"Any sentry would be justified in shooting any man he saw in a coat like that," said another.

"All right, my boys! We'll keep our coats and take our chances. What's that?" And they all pricked up their ears to listen.

An order in French came to them from the opposite side of the gully.

"Their sentries and pickets are just over there. This is Tommy Tiddler's Ground, between England, France, and----"

A hoarse shout outside, and shots and yells, and they were all out in a moment and found the gully packed with Russians, and their own men, taken by surprise, falling back in some confusion.

"Brace up there, men!" shouted the officer in charge. "They're only a handful and only Russians."

It was very dark, except where the fires inside the caves sent out a dull glow here and there on the bare space between the combatants.
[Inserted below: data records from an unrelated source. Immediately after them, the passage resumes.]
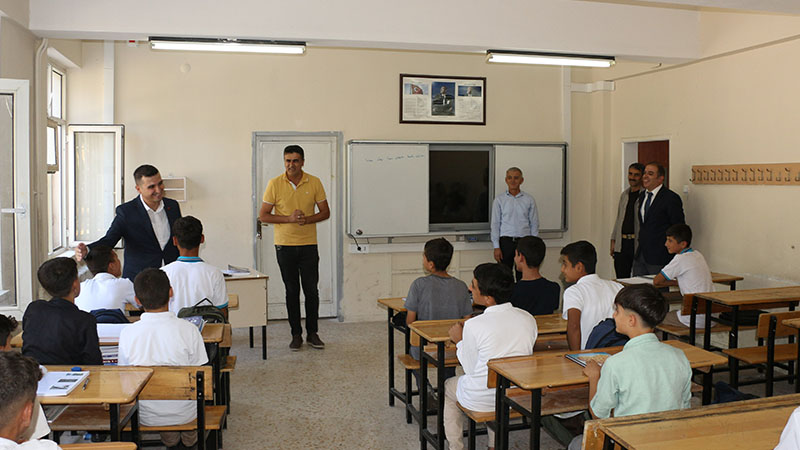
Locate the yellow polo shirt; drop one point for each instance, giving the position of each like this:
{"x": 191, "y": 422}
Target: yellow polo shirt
{"x": 282, "y": 194}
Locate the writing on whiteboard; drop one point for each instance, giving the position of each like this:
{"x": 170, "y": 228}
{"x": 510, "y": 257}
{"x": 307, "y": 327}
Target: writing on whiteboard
{"x": 393, "y": 158}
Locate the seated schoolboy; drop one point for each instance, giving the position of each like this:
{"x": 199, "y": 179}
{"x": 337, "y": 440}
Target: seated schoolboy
{"x": 533, "y": 293}
{"x": 56, "y": 331}
{"x": 106, "y": 290}
{"x": 688, "y": 270}
{"x": 502, "y": 330}
{"x": 160, "y": 338}
{"x": 591, "y": 299}
{"x": 38, "y": 427}
{"x": 647, "y": 375}
{"x": 20, "y": 376}
{"x": 191, "y": 278}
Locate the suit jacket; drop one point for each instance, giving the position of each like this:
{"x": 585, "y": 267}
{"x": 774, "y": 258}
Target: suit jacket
{"x": 141, "y": 245}
{"x": 666, "y": 209}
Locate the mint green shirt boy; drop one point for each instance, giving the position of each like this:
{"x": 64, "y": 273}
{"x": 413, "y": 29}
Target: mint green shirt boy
{"x": 646, "y": 376}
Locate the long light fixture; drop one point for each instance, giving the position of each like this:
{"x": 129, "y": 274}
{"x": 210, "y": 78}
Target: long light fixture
{"x": 227, "y": 45}
{"x": 550, "y": 59}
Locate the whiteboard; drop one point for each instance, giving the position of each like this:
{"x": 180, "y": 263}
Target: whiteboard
{"x": 544, "y": 179}
{"x": 387, "y": 189}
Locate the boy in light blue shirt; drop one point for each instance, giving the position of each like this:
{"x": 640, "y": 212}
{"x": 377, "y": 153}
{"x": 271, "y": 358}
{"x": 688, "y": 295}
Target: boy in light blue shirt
{"x": 647, "y": 375}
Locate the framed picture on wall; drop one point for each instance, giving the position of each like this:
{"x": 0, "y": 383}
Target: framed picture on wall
{"x": 442, "y": 99}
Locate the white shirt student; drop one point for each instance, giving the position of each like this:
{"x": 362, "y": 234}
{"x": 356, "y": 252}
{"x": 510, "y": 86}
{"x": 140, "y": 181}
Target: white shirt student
{"x": 192, "y": 280}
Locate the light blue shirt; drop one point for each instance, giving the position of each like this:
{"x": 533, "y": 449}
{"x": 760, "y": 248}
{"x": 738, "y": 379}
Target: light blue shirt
{"x": 514, "y": 216}
{"x": 646, "y": 376}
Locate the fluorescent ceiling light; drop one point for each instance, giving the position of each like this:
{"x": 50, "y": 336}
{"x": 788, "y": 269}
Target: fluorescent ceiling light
{"x": 550, "y": 59}
{"x": 227, "y": 45}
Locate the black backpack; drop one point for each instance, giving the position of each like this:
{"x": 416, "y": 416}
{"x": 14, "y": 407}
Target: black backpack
{"x": 604, "y": 334}
{"x": 209, "y": 313}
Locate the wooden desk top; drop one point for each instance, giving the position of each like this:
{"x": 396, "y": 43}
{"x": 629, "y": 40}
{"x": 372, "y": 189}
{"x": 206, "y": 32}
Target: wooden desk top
{"x": 752, "y": 425}
{"x": 552, "y": 369}
{"x": 754, "y": 296}
{"x": 394, "y": 303}
{"x": 107, "y": 384}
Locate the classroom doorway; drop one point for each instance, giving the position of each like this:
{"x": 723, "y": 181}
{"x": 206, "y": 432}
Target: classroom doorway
{"x": 645, "y": 151}
{"x": 321, "y": 156}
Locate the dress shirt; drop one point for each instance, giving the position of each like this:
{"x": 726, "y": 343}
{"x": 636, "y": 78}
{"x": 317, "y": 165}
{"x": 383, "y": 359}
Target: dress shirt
{"x": 644, "y": 200}
{"x": 57, "y": 332}
{"x": 105, "y": 291}
{"x": 502, "y": 330}
{"x": 646, "y": 376}
{"x": 158, "y": 219}
{"x": 161, "y": 339}
{"x": 514, "y": 216}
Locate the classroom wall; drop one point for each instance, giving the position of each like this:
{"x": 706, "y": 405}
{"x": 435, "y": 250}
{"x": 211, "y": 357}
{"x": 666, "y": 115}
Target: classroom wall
{"x": 737, "y": 108}
{"x": 193, "y": 115}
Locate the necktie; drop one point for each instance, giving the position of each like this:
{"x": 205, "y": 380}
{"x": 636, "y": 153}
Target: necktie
{"x": 647, "y": 204}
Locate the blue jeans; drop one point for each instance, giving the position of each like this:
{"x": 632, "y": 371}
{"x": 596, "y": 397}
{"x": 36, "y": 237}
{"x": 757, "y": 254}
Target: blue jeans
{"x": 300, "y": 265}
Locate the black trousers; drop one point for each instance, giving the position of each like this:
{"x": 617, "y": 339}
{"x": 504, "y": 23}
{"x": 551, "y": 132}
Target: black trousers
{"x": 623, "y": 260}
{"x": 508, "y": 246}
{"x": 300, "y": 265}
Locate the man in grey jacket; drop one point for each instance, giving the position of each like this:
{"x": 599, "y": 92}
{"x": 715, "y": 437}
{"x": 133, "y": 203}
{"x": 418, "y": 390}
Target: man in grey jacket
{"x": 623, "y": 237}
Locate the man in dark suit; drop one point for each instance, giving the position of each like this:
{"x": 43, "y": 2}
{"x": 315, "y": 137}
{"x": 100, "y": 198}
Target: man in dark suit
{"x": 658, "y": 208}
{"x": 146, "y": 225}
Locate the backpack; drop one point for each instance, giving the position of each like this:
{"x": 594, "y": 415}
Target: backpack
{"x": 209, "y": 313}
{"x": 109, "y": 316}
{"x": 604, "y": 334}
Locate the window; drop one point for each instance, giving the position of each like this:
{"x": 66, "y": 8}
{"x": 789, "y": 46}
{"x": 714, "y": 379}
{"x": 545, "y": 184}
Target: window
{"x": 16, "y": 287}
{"x": 95, "y": 187}
{"x": 56, "y": 175}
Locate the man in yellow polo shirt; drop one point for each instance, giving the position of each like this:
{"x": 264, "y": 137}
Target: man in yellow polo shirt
{"x": 289, "y": 204}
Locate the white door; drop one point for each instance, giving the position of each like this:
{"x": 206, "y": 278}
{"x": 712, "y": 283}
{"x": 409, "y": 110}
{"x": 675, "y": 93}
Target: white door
{"x": 320, "y": 161}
Then the whole place blazed with a Russian volley, and again with the reply to it.

"Bayonets, men! And down with them!" And with a yell the Englishmen plunged down past the dull-glowing Ovens, and Jack and Jim raced with them, revolver in hand, blazing away into the darkness in front as they ran.

But the Russian plans for that night had been well laid. It was a miniature Balaclava charge over again.

A ripping volley met them, not from the front, but from both sides, and then masses of men closed in behind them and swallowed them up, and every man was fighting for his life against unnumbered odds.